With our abstract caching filter complete, let’s create some example implementations to illustrate how to handle different scenerios and put to use some of Guava’s features. Guava is well documented, and there is a set of slides for the impatient.

Most eventually consistent datasets will benefit from having their recent read queries cached without having to worry about cache invalidation, as long as their total expiry time is less than the eventual consistency guarentee.

import com.google.common.cache.CacheBuilder
import com.twitter.conversions.time._
import com.twitter.util.Duration

class ExpiryCache(
  val slidingExpiry: Duration = 60 seconds,
  val maxExpiry: Duration = 10 minutes) 
  extends AbstractCacheFilter(None) {

  import java.util.concurrent.TimeUnit.SECONDS
  val cache = CacheBuilder.newBuilder()
    .expireAfterAccess(slidingExpiry.inUnit(SECONDS), SECONDS)
    .expireAfterWrite(maxExpiry.inUnit(SECONDS), SECONDS)
    .build[String, Array[Byte]]()
}

Next, we will take advantage of the weighting functionality in Guava to make a fixed memory size cache for our static data.

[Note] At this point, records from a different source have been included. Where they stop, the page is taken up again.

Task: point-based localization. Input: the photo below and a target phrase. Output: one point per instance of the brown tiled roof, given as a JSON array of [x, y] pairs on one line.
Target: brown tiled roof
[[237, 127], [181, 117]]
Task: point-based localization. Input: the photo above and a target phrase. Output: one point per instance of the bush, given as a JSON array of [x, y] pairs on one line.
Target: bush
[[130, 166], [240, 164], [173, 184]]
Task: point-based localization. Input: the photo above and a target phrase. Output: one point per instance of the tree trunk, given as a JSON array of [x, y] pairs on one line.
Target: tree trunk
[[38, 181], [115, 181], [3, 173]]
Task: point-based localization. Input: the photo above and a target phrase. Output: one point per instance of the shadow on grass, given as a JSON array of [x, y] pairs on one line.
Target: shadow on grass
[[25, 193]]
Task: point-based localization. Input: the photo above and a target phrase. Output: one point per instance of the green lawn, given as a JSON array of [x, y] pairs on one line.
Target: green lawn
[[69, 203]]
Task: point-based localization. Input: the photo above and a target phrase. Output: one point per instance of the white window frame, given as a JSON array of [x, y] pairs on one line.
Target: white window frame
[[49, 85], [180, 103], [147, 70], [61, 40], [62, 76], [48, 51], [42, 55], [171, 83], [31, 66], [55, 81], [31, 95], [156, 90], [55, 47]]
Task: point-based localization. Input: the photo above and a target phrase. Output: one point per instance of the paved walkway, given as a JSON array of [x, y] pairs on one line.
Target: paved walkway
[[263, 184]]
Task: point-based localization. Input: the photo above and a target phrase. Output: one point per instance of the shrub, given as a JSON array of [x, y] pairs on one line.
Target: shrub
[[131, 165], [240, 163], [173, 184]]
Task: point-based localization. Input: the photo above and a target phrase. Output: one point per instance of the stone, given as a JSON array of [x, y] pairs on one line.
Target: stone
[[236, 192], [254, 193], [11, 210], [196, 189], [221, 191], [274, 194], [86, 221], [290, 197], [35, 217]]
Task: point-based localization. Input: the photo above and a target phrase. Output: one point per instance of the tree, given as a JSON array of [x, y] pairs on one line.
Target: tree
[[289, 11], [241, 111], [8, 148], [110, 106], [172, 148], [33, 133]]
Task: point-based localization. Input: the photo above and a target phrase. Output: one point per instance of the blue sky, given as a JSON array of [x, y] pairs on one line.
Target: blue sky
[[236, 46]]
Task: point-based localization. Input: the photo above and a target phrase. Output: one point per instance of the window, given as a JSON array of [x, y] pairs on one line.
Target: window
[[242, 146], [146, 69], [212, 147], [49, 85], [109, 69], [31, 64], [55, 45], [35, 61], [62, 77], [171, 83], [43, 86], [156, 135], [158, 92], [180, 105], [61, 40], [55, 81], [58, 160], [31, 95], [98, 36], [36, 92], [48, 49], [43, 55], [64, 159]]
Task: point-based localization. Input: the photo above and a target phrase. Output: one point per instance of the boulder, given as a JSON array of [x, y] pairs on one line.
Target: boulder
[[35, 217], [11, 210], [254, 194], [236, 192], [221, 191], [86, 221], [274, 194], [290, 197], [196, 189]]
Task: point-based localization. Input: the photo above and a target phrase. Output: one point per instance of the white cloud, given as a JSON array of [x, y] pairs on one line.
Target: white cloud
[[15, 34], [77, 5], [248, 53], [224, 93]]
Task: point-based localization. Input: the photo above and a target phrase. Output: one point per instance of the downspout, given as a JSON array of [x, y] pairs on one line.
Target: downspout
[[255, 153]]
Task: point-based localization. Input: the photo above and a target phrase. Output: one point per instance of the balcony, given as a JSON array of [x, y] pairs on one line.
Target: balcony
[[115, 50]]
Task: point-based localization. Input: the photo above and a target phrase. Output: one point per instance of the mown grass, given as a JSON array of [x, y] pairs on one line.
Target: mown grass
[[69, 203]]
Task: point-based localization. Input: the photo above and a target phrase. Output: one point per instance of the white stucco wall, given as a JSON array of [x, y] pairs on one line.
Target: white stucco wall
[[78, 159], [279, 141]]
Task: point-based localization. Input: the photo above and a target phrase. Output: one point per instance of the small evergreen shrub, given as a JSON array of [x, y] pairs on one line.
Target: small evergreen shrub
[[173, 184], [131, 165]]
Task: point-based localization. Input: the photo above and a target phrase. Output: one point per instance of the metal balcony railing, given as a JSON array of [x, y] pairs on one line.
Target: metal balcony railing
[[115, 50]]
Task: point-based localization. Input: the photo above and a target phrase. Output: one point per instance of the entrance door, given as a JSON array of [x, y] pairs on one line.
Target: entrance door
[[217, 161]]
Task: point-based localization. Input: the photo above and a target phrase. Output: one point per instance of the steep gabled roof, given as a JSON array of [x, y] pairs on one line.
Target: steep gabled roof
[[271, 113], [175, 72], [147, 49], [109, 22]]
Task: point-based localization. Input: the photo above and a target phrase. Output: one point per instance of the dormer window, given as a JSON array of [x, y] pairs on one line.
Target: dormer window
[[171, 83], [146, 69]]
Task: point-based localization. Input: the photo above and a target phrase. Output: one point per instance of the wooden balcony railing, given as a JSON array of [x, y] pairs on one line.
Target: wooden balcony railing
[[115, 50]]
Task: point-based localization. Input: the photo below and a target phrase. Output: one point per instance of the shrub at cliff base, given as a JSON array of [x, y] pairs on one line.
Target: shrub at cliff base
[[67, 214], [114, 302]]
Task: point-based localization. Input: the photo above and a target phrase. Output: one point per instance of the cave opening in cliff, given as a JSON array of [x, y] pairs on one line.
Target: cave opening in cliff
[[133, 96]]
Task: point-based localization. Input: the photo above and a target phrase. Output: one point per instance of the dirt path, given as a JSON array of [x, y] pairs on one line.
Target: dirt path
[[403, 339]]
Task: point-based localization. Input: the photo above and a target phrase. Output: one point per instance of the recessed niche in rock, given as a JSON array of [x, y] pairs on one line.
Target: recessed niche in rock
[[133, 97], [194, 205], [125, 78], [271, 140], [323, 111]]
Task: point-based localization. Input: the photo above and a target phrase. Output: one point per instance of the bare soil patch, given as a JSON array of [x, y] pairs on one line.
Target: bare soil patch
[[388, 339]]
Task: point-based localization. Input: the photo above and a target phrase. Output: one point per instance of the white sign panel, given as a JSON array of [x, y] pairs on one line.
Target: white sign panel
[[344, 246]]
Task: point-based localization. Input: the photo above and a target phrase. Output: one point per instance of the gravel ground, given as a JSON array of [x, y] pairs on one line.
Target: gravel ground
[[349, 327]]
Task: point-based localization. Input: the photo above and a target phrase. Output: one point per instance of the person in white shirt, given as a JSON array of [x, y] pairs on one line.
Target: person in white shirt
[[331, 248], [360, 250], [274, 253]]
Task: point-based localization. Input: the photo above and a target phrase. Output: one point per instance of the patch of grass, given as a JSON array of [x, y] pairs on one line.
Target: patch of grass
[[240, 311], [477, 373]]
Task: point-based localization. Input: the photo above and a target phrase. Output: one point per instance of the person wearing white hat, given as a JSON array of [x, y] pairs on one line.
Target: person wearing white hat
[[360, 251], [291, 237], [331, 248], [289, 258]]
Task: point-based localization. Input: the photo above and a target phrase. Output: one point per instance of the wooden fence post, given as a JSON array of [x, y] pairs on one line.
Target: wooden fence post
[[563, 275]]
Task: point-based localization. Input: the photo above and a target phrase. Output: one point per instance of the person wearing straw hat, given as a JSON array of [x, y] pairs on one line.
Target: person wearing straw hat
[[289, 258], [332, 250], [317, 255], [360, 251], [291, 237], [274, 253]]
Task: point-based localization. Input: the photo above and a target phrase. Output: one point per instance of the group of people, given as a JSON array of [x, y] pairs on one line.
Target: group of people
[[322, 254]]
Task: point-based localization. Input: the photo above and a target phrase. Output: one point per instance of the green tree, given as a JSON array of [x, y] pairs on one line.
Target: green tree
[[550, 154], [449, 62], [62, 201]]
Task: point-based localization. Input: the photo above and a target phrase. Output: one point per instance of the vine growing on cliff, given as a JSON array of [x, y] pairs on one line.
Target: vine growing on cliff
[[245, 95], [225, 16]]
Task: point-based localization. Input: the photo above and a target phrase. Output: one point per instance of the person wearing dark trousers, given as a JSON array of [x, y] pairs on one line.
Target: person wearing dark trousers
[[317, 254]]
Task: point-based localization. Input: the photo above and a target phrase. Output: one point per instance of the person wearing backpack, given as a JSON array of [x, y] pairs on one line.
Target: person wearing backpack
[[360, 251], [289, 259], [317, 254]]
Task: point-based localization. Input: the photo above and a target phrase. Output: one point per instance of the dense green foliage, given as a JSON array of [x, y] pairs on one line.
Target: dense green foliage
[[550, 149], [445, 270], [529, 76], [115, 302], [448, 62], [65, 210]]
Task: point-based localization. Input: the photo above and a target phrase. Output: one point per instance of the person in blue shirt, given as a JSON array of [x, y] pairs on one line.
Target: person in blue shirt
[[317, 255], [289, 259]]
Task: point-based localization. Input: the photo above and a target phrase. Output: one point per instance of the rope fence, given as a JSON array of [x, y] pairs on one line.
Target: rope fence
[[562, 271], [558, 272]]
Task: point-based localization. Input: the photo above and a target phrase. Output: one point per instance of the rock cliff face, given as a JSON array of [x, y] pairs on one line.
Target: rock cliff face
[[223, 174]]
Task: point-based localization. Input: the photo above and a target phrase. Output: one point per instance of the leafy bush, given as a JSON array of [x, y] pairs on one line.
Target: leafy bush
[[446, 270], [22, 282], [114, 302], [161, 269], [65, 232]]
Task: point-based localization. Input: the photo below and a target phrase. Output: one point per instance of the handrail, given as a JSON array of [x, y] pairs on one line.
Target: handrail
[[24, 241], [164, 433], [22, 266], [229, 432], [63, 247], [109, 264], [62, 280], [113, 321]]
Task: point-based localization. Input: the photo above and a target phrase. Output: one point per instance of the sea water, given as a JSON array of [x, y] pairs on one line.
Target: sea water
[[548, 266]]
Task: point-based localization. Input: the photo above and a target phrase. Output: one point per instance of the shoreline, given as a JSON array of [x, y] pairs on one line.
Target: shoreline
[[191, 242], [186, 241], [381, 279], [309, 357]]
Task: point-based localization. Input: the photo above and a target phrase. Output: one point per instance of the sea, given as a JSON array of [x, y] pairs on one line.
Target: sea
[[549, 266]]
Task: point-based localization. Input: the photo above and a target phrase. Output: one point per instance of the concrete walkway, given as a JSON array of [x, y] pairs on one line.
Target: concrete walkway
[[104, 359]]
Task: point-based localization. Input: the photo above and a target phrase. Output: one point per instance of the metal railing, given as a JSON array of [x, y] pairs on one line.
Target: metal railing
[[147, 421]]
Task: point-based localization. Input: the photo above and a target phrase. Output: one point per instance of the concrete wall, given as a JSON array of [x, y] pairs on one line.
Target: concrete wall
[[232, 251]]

Only a small subset of our read queries are for static, historical data, so eligible methods will be specified by name.

class FixedSizeCache(methodsToCache: Seq[String], val maxSizeMegabytes: Int = 100) 
  extends AbstractCacheFilter(Some(methodsToCache)) {

  import com.google.common.cache.Weigher
  val weight = maxSizeMegabytes * 1048576
  val weigher = new Weigher[String, Array[Byte]]() {
    def weigh(k: String, g: Array[Byte]): Int = g.length
  }
  val cache = CacheBuilder.newBuilder()
    .maximumWeight(weight).weigher(weigher)
    .build[String, Array[Byte]]()
}

As a final note, an assumption has been made that the Array[Byte] is encoded TBinaryProtocol. Alternativily, a TProtocolFactory could have been supplied in the AbstractCacheFilter constructor, and fields such as SeqId could be obtained by calling readMessageBegin. This alternative approach is revisited later in Thrift Client Side Caching to Speed Up Unit Tests.